My attempt to reduce duplicate content got me slapped with a doorway page penalty. Halp!
-
On Friday, 4/29, we noticed that we suddenly lost all rankings for all of our keywords, including searches like "bbq guys". This indicated to us that we are being penalized for something. We immediately went through the list of things that changed, and the most obvious is that we were migrating domains.
On Thursday, we turned off one of our older sites, http://www.thegrillstoreandmore.com/, and 301 redirected each page on it to the same page on bbqguys.com. Our intent was to eliminate duplicate content issues.
When we realized that something bad was happening, we immediately turned off the redirects and put thegrillstoreandmore.com back online. This did not unpenalize bbqguys.
We've been looking for things for two days, and have not been able to find what we did wrong, at least not until tonight.
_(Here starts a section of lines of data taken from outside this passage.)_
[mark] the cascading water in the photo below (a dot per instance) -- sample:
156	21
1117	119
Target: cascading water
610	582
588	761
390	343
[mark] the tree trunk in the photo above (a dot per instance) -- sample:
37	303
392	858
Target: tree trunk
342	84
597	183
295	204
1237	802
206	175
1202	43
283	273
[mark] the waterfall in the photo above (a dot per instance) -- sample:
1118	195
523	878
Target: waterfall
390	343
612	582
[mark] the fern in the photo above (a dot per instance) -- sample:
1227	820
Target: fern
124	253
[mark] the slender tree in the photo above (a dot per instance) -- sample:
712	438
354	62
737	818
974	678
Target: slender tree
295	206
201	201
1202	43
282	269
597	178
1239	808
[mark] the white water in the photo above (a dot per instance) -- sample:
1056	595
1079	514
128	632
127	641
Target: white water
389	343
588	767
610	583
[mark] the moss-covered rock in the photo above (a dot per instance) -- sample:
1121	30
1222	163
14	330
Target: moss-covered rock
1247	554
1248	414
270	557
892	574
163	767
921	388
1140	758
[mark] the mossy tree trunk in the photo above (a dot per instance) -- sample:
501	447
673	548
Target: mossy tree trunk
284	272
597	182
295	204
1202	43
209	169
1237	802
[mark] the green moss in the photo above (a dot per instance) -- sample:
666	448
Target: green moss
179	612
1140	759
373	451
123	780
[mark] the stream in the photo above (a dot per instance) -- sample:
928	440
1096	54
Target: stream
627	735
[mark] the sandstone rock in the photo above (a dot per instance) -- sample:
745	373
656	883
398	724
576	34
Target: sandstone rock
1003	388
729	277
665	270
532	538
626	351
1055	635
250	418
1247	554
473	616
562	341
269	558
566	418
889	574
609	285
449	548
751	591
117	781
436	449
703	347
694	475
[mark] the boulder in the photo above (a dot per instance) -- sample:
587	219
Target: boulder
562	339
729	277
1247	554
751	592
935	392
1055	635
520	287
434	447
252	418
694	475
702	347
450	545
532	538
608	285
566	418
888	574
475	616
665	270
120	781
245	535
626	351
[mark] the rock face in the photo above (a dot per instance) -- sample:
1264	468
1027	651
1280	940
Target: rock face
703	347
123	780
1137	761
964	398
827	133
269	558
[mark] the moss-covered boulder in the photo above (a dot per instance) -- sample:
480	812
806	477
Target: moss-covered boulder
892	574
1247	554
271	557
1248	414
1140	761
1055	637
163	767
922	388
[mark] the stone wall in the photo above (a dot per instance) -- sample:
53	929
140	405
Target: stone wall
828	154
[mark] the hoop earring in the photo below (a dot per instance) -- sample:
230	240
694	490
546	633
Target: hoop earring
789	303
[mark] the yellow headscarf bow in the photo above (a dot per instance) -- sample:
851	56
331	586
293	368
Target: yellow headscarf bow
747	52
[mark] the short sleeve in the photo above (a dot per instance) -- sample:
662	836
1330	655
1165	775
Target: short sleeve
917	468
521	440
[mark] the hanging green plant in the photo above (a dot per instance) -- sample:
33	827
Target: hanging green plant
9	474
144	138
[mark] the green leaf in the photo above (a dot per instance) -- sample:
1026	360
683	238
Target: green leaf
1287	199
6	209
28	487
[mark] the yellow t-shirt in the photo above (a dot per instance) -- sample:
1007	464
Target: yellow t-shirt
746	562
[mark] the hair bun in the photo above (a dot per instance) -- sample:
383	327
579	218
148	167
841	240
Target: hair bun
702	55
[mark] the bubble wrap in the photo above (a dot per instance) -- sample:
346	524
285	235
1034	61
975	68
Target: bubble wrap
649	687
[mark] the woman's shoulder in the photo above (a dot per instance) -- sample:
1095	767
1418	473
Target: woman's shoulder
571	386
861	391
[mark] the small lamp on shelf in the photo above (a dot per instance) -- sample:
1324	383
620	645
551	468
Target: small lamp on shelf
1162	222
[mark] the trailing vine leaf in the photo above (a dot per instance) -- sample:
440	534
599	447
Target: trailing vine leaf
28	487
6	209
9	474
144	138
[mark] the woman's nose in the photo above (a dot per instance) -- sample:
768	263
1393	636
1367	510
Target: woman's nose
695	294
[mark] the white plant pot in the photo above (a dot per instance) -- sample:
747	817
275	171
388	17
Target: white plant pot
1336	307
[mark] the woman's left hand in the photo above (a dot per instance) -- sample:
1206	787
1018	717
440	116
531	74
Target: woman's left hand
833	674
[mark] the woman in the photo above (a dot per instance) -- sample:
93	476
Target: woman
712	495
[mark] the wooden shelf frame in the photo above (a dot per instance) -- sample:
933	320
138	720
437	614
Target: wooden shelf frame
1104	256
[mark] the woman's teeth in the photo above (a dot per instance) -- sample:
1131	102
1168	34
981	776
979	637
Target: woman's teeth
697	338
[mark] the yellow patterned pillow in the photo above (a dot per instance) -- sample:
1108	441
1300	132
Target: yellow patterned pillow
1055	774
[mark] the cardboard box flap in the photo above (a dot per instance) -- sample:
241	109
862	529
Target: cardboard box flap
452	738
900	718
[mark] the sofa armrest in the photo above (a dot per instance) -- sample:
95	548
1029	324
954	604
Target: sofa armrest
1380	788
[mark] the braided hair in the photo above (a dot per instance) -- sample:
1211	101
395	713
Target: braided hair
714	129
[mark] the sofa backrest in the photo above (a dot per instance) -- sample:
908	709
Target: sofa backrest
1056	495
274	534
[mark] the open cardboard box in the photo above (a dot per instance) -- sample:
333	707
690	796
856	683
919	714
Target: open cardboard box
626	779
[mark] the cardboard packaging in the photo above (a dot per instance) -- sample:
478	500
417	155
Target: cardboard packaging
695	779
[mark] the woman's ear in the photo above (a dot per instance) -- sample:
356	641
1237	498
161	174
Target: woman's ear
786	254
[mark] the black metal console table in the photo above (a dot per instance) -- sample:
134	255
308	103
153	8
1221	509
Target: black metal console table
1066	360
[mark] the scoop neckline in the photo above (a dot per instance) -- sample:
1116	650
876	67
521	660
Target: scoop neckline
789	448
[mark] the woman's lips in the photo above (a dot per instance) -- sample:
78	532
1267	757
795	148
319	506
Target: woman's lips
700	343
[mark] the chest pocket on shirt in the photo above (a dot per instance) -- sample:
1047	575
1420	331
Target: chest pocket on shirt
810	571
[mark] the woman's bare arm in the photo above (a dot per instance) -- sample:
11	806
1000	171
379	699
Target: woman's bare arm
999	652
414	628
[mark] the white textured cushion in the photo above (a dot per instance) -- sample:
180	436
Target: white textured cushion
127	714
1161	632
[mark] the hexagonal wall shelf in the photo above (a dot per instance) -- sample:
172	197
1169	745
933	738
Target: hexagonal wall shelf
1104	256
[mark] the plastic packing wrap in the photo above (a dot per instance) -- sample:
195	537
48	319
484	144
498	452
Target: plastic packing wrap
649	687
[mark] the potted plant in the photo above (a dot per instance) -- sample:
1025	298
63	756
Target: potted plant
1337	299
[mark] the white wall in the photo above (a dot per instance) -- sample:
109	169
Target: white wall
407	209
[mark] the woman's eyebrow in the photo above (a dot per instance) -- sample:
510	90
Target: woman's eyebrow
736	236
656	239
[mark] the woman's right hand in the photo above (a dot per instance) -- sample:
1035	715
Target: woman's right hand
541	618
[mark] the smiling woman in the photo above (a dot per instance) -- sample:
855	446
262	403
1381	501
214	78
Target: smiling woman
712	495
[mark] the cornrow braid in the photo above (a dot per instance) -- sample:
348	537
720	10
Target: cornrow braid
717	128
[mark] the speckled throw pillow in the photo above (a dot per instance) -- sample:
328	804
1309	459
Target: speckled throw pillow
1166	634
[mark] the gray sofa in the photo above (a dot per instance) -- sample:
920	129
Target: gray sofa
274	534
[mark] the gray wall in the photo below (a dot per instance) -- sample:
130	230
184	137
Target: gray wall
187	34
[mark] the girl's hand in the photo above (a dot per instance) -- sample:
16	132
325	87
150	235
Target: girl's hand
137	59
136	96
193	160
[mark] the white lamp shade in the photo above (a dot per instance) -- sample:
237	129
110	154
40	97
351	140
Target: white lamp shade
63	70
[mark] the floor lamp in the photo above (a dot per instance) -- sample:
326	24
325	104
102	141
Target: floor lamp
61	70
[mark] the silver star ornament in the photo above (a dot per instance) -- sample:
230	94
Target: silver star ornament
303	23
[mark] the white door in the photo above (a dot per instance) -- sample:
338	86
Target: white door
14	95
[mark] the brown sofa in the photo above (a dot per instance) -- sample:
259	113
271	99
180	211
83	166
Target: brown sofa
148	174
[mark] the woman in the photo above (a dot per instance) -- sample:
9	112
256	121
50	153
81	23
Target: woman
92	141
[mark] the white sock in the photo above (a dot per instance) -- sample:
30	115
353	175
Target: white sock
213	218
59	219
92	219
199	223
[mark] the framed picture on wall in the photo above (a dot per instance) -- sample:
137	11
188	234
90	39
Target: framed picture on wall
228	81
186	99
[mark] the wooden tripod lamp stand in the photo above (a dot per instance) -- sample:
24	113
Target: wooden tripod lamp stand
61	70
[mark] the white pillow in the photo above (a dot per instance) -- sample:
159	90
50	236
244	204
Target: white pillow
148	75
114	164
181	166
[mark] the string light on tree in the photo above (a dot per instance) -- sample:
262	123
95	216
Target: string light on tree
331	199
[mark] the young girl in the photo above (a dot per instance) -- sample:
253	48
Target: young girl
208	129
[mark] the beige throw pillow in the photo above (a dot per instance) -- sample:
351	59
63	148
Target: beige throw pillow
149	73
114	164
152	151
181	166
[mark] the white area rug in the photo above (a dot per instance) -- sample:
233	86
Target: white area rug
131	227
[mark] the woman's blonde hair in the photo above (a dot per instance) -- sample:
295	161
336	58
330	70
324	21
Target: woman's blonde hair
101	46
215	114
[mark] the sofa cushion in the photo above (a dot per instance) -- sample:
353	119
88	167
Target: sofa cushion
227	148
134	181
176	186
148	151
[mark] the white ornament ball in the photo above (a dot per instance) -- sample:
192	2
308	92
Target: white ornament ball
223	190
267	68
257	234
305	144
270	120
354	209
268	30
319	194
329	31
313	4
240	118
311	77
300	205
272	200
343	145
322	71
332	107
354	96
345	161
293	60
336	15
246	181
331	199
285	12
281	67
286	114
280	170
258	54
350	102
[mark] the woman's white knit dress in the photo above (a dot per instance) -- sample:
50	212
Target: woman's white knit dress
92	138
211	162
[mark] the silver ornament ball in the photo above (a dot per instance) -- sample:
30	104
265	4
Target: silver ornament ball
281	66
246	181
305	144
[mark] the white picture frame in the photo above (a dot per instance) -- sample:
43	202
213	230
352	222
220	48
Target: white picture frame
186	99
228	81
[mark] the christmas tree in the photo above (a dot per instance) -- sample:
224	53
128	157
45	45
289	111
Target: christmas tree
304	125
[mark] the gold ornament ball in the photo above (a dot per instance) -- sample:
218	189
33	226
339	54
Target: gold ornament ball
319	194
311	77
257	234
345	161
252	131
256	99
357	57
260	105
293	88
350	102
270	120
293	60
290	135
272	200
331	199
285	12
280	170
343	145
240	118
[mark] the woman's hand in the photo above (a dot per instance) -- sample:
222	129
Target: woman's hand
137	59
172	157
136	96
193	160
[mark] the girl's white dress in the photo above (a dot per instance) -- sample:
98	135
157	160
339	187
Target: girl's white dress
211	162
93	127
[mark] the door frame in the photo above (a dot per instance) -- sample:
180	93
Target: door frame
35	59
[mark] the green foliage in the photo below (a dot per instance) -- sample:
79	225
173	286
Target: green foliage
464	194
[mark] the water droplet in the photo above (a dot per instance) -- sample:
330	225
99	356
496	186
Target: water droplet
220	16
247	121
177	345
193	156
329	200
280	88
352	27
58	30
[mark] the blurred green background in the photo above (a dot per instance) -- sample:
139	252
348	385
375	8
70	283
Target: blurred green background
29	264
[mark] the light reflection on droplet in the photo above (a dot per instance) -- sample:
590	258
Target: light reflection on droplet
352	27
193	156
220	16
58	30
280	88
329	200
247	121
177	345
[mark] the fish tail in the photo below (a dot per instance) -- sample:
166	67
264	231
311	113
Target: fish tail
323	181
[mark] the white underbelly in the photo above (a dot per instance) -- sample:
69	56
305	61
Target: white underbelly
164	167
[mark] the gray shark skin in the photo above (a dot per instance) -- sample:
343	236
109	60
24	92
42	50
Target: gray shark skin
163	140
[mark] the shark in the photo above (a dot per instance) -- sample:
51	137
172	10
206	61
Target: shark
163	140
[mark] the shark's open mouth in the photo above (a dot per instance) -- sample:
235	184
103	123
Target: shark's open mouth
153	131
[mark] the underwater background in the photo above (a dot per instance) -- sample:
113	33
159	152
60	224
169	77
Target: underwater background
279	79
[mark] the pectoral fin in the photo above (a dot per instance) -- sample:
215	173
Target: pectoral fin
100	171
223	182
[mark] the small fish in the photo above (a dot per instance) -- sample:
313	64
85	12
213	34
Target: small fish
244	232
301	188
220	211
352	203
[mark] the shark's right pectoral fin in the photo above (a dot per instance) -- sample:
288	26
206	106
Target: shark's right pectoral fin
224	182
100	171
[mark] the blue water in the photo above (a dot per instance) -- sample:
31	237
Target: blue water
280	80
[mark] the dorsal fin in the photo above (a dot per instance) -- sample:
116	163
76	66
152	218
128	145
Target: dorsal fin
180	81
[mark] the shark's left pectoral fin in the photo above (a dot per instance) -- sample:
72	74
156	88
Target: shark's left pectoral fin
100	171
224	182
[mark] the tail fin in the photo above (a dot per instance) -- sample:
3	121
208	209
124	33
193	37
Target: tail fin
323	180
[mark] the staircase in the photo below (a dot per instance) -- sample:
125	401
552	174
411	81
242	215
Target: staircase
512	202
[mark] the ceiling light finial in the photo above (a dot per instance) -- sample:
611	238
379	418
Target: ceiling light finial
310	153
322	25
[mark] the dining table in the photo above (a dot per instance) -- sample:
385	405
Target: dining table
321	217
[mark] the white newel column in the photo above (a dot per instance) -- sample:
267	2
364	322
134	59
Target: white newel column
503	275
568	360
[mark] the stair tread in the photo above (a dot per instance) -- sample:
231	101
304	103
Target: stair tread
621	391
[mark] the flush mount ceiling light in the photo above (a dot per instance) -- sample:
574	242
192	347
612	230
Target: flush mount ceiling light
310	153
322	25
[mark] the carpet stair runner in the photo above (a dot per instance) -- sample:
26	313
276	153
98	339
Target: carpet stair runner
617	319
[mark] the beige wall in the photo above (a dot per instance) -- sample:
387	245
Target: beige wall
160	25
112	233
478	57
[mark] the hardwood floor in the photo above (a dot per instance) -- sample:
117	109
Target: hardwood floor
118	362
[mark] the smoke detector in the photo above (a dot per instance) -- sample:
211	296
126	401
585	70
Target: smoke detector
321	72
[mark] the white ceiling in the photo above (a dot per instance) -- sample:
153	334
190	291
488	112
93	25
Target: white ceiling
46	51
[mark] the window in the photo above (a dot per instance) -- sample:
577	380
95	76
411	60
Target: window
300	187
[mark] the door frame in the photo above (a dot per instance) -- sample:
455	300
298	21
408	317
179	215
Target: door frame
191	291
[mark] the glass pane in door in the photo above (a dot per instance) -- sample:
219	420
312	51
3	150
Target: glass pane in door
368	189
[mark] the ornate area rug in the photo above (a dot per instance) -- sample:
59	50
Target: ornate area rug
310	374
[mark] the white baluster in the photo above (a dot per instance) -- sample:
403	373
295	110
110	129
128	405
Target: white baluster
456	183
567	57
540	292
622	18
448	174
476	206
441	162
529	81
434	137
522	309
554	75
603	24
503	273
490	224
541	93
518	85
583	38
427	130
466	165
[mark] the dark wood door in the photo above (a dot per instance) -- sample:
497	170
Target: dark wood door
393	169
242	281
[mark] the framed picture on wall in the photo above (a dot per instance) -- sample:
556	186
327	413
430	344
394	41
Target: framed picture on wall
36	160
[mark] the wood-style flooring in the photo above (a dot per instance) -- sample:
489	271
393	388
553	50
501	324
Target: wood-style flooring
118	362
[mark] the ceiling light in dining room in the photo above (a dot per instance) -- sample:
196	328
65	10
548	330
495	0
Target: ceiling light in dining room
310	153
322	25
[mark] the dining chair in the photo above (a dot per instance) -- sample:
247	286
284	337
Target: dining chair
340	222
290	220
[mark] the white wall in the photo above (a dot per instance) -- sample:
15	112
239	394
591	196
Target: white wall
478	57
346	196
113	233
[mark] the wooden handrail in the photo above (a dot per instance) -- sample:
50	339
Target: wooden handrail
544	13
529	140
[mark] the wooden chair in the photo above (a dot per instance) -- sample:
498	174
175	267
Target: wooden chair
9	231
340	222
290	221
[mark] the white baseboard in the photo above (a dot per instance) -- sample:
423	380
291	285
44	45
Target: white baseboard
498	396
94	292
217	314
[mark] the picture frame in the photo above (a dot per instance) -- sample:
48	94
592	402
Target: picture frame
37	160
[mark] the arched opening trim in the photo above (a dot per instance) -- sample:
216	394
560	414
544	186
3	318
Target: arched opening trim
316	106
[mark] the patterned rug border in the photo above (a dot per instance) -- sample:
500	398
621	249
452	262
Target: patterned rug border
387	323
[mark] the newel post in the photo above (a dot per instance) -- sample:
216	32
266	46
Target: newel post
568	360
I just logged back in to webmaster tools to do some more digging, and I saw that I had a new message. "Google Webmaster Tools notice of detected doorway pages on http://www.bbqguys.com/"
It is my understanding that doorway pages are pages jammed with keywords and links and devoid of any real content. We don't do those pages. The message does link me to Google's definition of doorway pages, but it does not give me a list of pages on my site that it does not like. If I could even see one or two pages, I could probably figure out what I am doing wrong.
I find this most shocking since we go out of our way to try not to do anything spammy or sneaky. Since we try hard not to do anything that is even grey hat, I have no idea what could possibly have triggered this message and the penalty.
Does anyone know how to go about figuring out what pages specifically are causing the problem so I can change them or take them down?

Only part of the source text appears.